Michel Debailleul Géophysicien, Université Libre de Bruxelles (1983) ORCID: 0009-0003-1222-1433


Résumé

La science progresse quand les théories expliquent les observations.

La science stagne quand les observations sont forcées à s’adapter aux théories.

Cet article présente un inventaire factuel des anomalies observationnelles majeures accumulées entre 2020 et 2025 que le modèle standard ΛCDM ne peut expliquer sans invoquer des hypothèses ad hoc distinctes.

Nous soutenons que cette accumulation ne signale pas une série de fluctuations statistiques, mais une inadéquation fondamentale du paradigme actuel. Nous présentons brièvement DEBA (Deterministic Emergence By Actualization), un cadre unifié qui répond à toutes ces anomalies par un mécanisme unique, et nous appelons à un débat scientifique ouvert plutôt qu’à une protection du paradigme.

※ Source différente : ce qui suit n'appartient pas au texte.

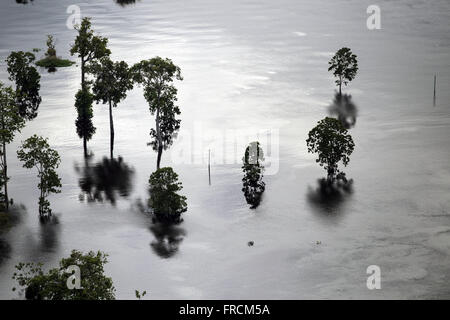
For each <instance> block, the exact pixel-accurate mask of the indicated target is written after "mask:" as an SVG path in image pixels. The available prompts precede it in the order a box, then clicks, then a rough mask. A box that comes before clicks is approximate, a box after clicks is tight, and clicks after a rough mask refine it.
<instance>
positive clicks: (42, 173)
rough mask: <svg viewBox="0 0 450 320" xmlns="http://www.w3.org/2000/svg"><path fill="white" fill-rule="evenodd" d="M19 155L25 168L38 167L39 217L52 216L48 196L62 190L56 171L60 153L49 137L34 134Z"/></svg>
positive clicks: (34, 167) (23, 166)
mask: <svg viewBox="0 0 450 320" xmlns="http://www.w3.org/2000/svg"><path fill="white" fill-rule="evenodd" d="M17 156H18V158H19V160H20V161H22V162H23V167H24V168H27V169H32V168H36V169H37V171H38V178H39V184H38V188H39V190H40V196H39V217H40V218H41V219H45V218H48V217H49V216H51V214H52V210H51V209H50V202H49V201H48V200H47V197H48V196H49V195H50V194H51V193H59V192H61V189H60V188H61V179H60V178H59V176H58V174H57V173H56V169H57V168H58V167H59V164H60V162H61V158H60V157H59V154H58V152H57V151H56V150H53V149H52V148H50V145H49V144H48V140H47V139H44V138H42V137H38V136H37V135H33V136H31V137H30V138H28V139H27V140H25V141H24V142H23V143H22V146H20V148H19V150H18V151H17Z"/></svg>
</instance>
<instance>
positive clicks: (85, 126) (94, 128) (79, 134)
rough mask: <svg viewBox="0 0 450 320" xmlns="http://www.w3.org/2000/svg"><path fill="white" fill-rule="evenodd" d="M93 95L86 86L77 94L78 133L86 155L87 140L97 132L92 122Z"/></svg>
mask: <svg viewBox="0 0 450 320" xmlns="http://www.w3.org/2000/svg"><path fill="white" fill-rule="evenodd" d="M93 101H94V97H93V95H92V94H91V93H90V92H89V90H88V89H87V88H86V87H84V88H82V89H80V90H78V92H77V94H76V95H75V108H76V109H77V114H78V117H77V119H76V120H75V126H76V130H77V134H78V136H79V137H80V139H83V149H84V155H85V156H87V141H89V140H91V139H92V137H93V135H94V134H95V131H96V128H95V127H94V124H93V123H92V118H93V116H94V112H93V110H92V102H93Z"/></svg>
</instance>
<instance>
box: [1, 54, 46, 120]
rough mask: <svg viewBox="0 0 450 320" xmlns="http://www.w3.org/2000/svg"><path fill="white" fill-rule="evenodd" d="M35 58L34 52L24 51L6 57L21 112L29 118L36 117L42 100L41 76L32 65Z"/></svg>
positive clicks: (20, 114)
mask: <svg viewBox="0 0 450 320" xmlns="http://www.w3.org/2000/svg"><path fill="white" fill-rule="evenodd" d="M35 59H36V57H35V56H34V54H32V53H31V52H23V51H18V52H11V54H10V55H9V56H8V58H7V59H6V63H7V65H8V69H7V70H8V73H9V80H10V81H13V82H14V83H15V84H16V92H15V93H16V104H17V106H18V108H19V114H20V115H21V116H22V117H24V118H25V119H27V120H32V119H34V118H36V116H37V110H38V108H39V105H40V104H41V101H42V98H41V96H40V95H39V90H40V88H41V85H40V80H41V76H40V75H39V73H38V71H37V70H36V68H35V67H34V66H33V65H32V64H33V62H34V60H35Z"/></svg>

1. Introduction : La raison d’être d’un modèle scientifique

Un modèle scientifique a une fonction fondamentale : expliquer les observations et en prédire de nouvelles. Quand un modèle nécessite des ajustements continuels pour accommoder des observations qu’il n’avait pas prédites, nous devons nous demander si nous faisons de la science ou de l’ajustement de courbes.

Thomas Kuhn a décrit ce phénomène dans La Structure des révolutions scientifiques (1962) : les anomalies s’accumulent jusqu’à ce qu’un changement de paradigme devienne inévitable. La question n’est pas si de tels changements se produisent, mais quand la communauté scientifique reconnaîtra leur nécessité.

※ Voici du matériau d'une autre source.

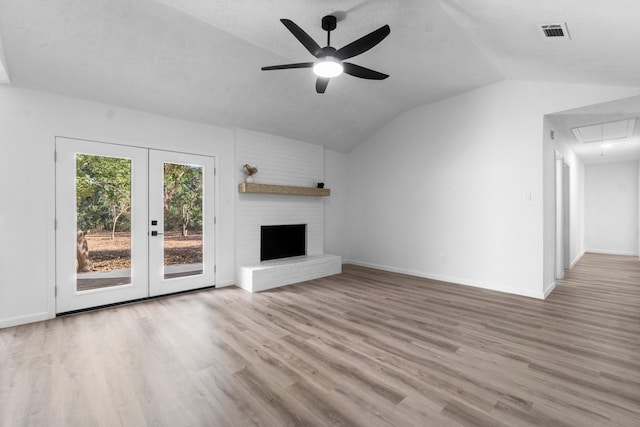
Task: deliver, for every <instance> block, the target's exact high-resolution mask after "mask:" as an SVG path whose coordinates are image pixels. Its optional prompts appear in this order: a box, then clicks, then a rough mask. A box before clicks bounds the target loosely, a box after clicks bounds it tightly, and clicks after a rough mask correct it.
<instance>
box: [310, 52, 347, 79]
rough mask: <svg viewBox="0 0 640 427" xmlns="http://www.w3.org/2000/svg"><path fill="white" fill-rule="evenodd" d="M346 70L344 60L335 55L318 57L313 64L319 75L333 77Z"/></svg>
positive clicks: (326, 77)
mask: <svg viewBox="0 0 640 427" xmlns="http://www.w3.org/2000/svg"><path fill="white" fill-rule="evenodd" d="M343 71H344V68H343V67H342V61H340V60H339V59H337V58H334V57H333V56H324V57H322V58H318V60H317V61H316V62H315V63H314V64H313V72H314V73H315V74H316V76H318V77H324V78H331V77H337V76H339V75H340V74H342V72H343Z"/></svg>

Cet article n’est pas une attaque contre les chercheurs qui ont consacré leur carrière au ΛCDM. C’est un inventaire factuel de ce que le modèle standard ne peut pas expliquer — et une invitation à considérer des alternatives.

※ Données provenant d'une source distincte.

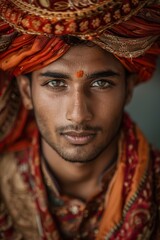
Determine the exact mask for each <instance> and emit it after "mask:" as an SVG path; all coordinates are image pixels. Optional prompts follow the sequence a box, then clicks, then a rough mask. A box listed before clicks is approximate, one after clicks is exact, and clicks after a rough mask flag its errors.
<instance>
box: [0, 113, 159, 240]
mask: <svg viewBox="0 0 160 240" xmlns="http://www.w3.org/2000/svg"><path fill="white" fill-rule="evenodd" d="M37 139H38V136H37V133H36V132H35V134H34V140H33V142H32V147H31V148H29V149H28V150H25V151H23V152H19V153H17V154H18V155H17V154H16V155H17V156H16V159H17V158H18V159H19V161H18V162H17V160H16V159H15V156H14V157H13V155H12V157H11V155H10V156H8V157H7V155H8V154H7V155H4V156H2V157H1V161H0V169H1V171H0V187H1V188H0V189H1V195H2V199H3V202H1V204H0V234H1V235H0V236H1V239H3V240H6V239H7V240H11V239H12V240H16V239H23V240H28V239H31V240H36V239H43V240H44V239H45V240H52V239H54V240H60V239H63V238H62V237H61V235H60V232H59V231H58V227H57V226H56V221H55V220H54V218H53V216H52V214H51V212H50V211H49V208H48V201H47V196H46V188H45V186H44V183H43V180H42V173H41V170H40V161H39V160H40V159H39V148H38V143H37ZM32 148H33V149H32ZM7 158H8V160H9V159H10V160H9V162H8V165H7V161H6V160H7ZM2 167H3V168H2ZM17 168H18V171H17ZM18 174H19V175H18ZM4 183H5V188H3V187H2V186H3V184H4ZM24 184H25V185H24ZM117 195H118V196H121V198H117ZM159 199H160V153H159V152H157V151H155V150H154V151H153V150H151V148H150V146H149V145H148V143H147V141H146V140H145V138H144V137H143V135H142V134H141V132H140V130H139V129H138V128H137V127H136V125H135V124H134V123H132V122H131V120H130V118H129V117H128V116H125V119H124V123H123V133H122V138H121V141H120V144H119V157H118V162H117V168H116V171H115V173H114V176H113V177H112V180H111V182H110V184H109V187H108V190H107V192H106V194H105V200H104V212H103V215H102V216H101V219H100V223H99V228H98V231H97V236H96V237H95V238H94V239H96V240H102V239H103V240H104V239H108V240H115V239H119V240H124V239H125V240H135V239H139V240H144V239H145V240H159V237H160V232H159V229H160V219H159V209H160V206H159V204H160V201H159ZM5 206H7V207H5ZM13 206H14V208H13ZM23 208H24V210H22V209H23ZM110 209H112V211H110ZM75 210H76V209H74V211H75ZM27 211H28V213H29V214H27ZM29 219H30V220H31V222H30V221H28V220H29ZM27 224H30V225H31V226H30V227H29V226H28V225H27ZM80 234H81V235H80V236H76V238H77V239H78V237H79V238H80V239H83V237H82V235H83V232H81V233H80ZM76 238H74V239H76ZM84 239H85V238H84ZM87 239H93V238H87Z"/></svg>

2. Ce que ΛCDM ne peut pas expliquer : Un inventaire factuel

2.1 La matière noire — 30 ans de détection nulle

L’affirmation : 27% de l’univers est constitué de particules de matière noire froide (WIMPs, axions, ou similaires).

Les faits : – XENON1T, LUX, PandaX, CDMS : aucune détection – Recherches au LHC : aucune particule supersymétrique trouvée – Plus de 30 ans d’expériences dédiées : tous les résultats sont nuls

La réponse standard : « On ne l’a pas encore trouvée, mais elle doit exister. »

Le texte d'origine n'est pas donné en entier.